TÜP BEBEK TEDAVİSİ UYGULANABİLECEK KİŞİLER
Kısırlık problemi yaşayan çiftlerin bir kısmına tüp bebek tedavisi önerildiğini kaydeden Op. Dr. Emine Suat, “Belirli tedavi modaliteleri denenmiş, 3 kez aşılama tedavisine rağmen gebelik olmamış, açıklanamayan infertilite durumunda hasta IVF tedavisine yönlendirilebilir. Ayrıca ileri kadın yaşı, azalmış yumurta rezervi, sperm değeri çok kötü olan, tüp kanalları kapalı veya cerrahi olarak kapatmış ancak tekrar gebe kalmak isteyen, ileri derecede endometriozis rahatsızlığı olan, kanser veya diğer sağlık koşulları için doğurganlığın korunmasının gerektiği, genetik bir bozukluk söz konusu olduğu durumlarda çiftlere direk tüp bebek tedavisi önerilebilir” dedi.

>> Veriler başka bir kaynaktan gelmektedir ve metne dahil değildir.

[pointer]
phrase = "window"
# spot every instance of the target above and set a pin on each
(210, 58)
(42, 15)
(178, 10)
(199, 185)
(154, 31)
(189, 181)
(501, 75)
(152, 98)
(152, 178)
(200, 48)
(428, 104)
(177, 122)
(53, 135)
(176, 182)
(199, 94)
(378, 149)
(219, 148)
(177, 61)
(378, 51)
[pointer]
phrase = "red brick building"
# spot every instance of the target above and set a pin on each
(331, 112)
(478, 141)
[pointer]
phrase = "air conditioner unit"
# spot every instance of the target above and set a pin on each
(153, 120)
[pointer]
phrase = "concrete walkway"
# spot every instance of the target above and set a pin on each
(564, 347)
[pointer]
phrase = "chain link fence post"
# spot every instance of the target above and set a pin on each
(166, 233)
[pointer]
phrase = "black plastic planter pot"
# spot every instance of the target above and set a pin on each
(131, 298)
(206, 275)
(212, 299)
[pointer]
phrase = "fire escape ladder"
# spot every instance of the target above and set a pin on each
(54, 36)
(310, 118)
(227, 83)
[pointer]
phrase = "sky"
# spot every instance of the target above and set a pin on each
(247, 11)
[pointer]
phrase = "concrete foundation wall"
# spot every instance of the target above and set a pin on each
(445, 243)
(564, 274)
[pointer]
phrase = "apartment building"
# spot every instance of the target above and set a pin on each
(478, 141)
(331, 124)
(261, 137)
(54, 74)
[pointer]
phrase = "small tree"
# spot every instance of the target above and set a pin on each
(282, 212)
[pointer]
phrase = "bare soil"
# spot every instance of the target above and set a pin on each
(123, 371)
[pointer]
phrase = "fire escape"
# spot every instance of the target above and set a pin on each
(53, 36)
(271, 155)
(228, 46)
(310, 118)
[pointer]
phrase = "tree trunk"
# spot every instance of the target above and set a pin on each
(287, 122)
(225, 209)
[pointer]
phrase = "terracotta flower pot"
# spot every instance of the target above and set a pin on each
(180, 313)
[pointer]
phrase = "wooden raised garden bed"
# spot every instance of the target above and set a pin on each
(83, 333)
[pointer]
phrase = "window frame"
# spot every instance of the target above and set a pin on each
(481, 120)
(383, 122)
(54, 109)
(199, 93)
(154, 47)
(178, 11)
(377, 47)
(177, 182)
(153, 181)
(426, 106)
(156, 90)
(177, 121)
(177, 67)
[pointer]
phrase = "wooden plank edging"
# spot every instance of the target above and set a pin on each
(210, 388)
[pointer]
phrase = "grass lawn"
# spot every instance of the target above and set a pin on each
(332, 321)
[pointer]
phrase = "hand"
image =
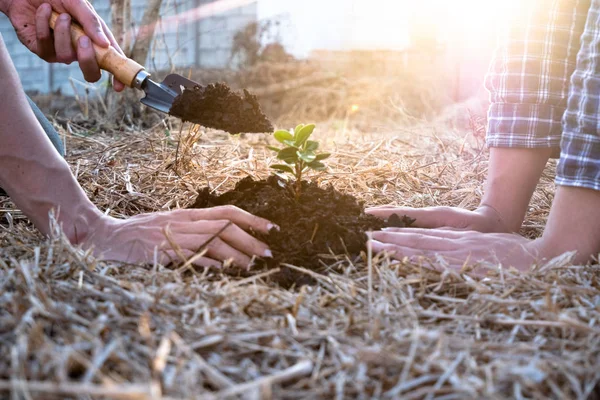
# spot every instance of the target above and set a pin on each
(459, 248)
(221, 231)
(484, 219)
(30, 18)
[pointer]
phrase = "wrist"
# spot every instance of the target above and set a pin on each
(79, 228)
(494, 219)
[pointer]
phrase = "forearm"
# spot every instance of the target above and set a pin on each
(31, 171)
(573, 224)
(513, 174)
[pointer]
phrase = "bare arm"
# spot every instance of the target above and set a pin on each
(31, 171)
(513, 175)
(39, 180)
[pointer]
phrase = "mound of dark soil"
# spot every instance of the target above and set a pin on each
(217, 106)
(321, 223)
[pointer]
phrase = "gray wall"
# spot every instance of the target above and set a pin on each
(178, 43)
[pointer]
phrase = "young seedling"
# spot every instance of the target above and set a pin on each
(298, 156)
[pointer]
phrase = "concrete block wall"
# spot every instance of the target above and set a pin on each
(178, 43)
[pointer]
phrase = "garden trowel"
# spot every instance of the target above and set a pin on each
(161, 96)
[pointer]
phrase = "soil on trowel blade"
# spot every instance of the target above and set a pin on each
(217, 106)
(321, 223)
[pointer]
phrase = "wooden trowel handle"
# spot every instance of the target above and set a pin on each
(109, 59)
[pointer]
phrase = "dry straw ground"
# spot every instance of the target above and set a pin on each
(72, 327)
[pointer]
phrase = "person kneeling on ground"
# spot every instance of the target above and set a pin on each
(536, 111)
(39, 180)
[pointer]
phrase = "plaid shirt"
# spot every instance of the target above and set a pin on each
(544, 84)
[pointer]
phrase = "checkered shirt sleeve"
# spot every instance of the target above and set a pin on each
(579, 163)
(528, 79)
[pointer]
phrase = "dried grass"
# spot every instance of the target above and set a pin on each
(72, 327)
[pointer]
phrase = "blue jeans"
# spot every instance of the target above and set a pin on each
(48, 128)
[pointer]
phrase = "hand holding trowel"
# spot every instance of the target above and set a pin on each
(214, 106)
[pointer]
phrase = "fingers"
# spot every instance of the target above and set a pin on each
(89, 20)
(239, 217)
(429, 217)
(216, 249)
(87, 60)
(172, 256)
(445, 232)
(230, 233)
(417, 241)
(45, 43)
(62, 40)
(396, 251)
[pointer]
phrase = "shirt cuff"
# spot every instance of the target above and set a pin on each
(579, 163)
(525, 126)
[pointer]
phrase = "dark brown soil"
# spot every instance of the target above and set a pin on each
(322, 224)
(217, 106)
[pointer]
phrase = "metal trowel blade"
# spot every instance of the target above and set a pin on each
(160, 96)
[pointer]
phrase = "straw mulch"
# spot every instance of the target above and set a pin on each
(72, 327)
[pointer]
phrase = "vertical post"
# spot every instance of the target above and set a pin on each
(50, 78)
(197, 33)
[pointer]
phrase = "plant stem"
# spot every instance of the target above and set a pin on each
(298, 183)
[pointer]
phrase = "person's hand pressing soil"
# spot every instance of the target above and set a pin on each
(484, 219)
(221, 231)
(459, 248)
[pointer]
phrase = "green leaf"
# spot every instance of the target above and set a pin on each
(316, 165)
(311, 145)
(304, 134)
(307, 156)
(282, 176)
(289, 155)
(282, 168)
(282, 136)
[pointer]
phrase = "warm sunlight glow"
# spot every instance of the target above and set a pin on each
(385, 24)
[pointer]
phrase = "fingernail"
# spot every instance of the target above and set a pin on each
(84, 42)
(103, 37)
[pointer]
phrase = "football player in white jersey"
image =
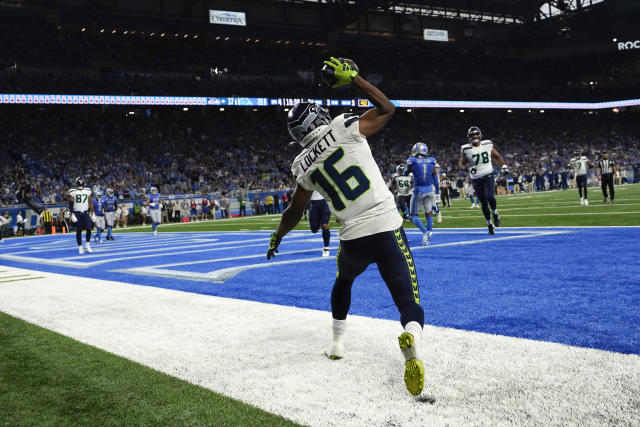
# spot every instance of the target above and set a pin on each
(403, 186)
(319, 216)
(579, 164)
(337, 162)
(476, 157)
(81, 204)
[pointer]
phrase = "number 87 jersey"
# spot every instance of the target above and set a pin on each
(478, 158)
(337, 162)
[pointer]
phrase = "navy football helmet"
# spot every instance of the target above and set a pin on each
(474, 134)
(305, 117)
(419, 149)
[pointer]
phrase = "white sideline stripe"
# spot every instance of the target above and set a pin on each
(221, 275)
(270, 356)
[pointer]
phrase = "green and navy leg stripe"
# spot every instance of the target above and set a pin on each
(410, 264)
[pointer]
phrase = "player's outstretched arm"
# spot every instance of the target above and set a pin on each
(375, 119)
(497, 155)
(291, 216)
(463, 161)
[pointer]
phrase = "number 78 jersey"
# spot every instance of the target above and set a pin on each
(478, 158)
(339, 165)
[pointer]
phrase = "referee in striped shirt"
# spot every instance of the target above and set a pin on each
(606, 170)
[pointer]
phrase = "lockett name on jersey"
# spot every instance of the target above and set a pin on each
(316, 151)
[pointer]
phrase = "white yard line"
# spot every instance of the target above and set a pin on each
(270, 356)
(223, 274)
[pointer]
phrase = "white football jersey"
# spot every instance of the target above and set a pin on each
(316, 196)
(404, 184)
(579, 165)
(80, 198)
(478, 158)
(339, 165)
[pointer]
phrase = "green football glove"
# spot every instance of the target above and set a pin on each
(274, 242)
(342, 71)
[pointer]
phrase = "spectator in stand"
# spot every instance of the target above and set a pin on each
(193, 211)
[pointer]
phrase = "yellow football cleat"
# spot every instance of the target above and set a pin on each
(414, 368)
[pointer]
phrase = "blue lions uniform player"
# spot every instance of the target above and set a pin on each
(98, 219)
(109, 204)
(154, 201)
(425, 178)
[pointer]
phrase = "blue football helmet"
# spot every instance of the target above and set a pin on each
(419, 149)
(305, 117)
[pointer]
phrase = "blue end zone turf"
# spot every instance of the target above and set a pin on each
(578, 286)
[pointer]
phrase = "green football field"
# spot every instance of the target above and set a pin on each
(546, 209)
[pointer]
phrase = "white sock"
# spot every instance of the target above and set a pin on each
(339, 326)
(415, 329)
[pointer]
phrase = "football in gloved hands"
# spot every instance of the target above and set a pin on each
(328, 72)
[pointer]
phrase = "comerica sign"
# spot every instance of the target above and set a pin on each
(226, 17)
(629, 45)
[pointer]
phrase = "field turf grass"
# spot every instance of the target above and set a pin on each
(550, 209)
(47, 379)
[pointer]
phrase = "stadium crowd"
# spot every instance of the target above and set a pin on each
(241, 151)
(42, 58)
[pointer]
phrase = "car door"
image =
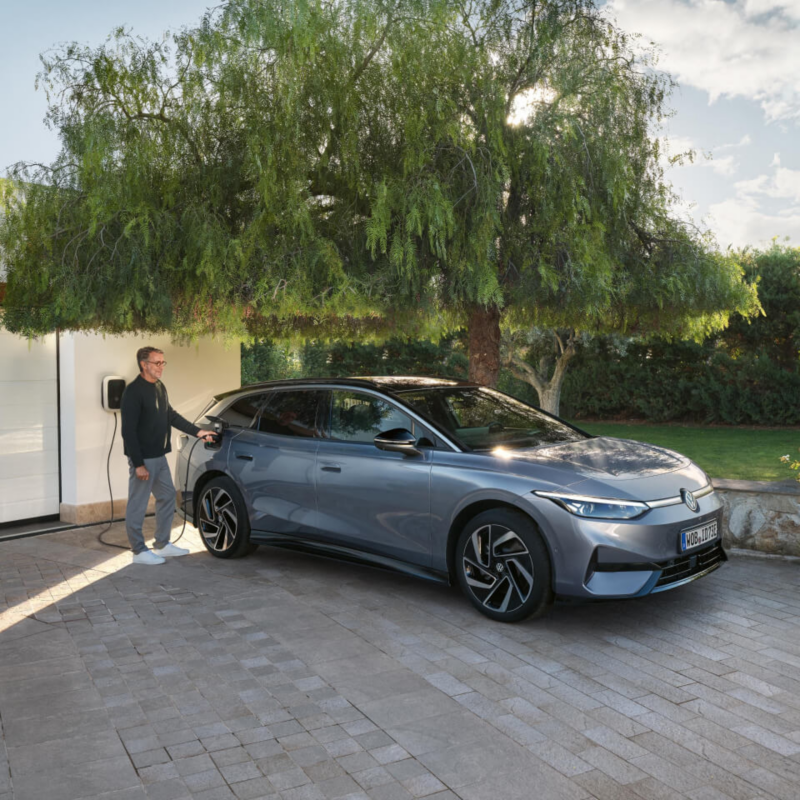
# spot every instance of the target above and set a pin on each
(274, 462)
(368, 498)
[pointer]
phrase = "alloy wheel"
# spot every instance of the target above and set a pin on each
(218, 519)
(498, 568)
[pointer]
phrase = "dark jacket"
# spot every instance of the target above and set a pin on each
(147, 418)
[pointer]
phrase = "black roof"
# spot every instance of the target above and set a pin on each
(386, 383)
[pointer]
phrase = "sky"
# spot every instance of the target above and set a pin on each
(737, 105)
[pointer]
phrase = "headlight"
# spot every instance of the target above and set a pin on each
(596, 507)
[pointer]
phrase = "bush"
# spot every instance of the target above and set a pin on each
(679, 381)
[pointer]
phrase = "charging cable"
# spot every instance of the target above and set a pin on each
(110, 494)
(186, 489)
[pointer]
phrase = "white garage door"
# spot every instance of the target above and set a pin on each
(28, 428)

TÜP BEBEK TEDAVİSİNDE BİR SINIRLAMA YOKTUR
Tüp bebek tedavisi deneme sayısında tıbbi olarak herhangi bir kısıtlama olmadığı gibi yasal bir engel ya da sınırlama da olmadığını belirten Op. Dr. Emine Suat, “Çocuk isteyen çiftin ekonomik ve psikolojik durumu müsaade ettiği sürece tüp bebek denemesi yapılabilir. Tüp bebek tedavisinde ilk denemede gebelik elde edilebildiği gibi başarısızlık durumu da olabilir. İlk denemede gebelik elde edilemediğinde üzülmemek gerekir. Çünkü bu deneme bir sonraki tedaviler için, tedavinizi düzenleyen tüp bebek doktorunuza sizin üreme fonksiyonlarınız, yumurtalıklarınızın ilaçlara cevabı, yumurta kalitesi, sperm kalitesi ve spermin döllenme becerisi, embriyo kalitesi gibi konularda çok önemli bilgiler vermektedir. Bu elde edilen kıymetli bilgiler ışığında bir sonraki tedavinizde başarı şansı artmaktadır. İlk 3 denemede tüp bebek tedavisinde başarı elde edilemezse sonraki denmelerde maalesef başarı oranı azalmaktadır” diye konuştu.
TÜP BEBEK TEDAVİSİNİ OLUMSUZ ETKİLEYEN FAKTÖRLER
Tüp bebek tedavisinde başarıyı etkileyen faktörler hakkında bilgi veren Op. Dr. Emine Suat, “Bu faktörler arasında anne adayının yaşı, kilo durumu, rahimdeki sorunlar, tüplerde hidrosalpinks olması, bağışıklık sistemi sorunları, sigara kullanım derecesi, alkol kullanma oranı, azalmış yumurtalık rezervi, sperm hücrelerinin sayı ve kalitesinin düşük olması tüp bebek tedavisini olumsuz etkilemektedir” dedi.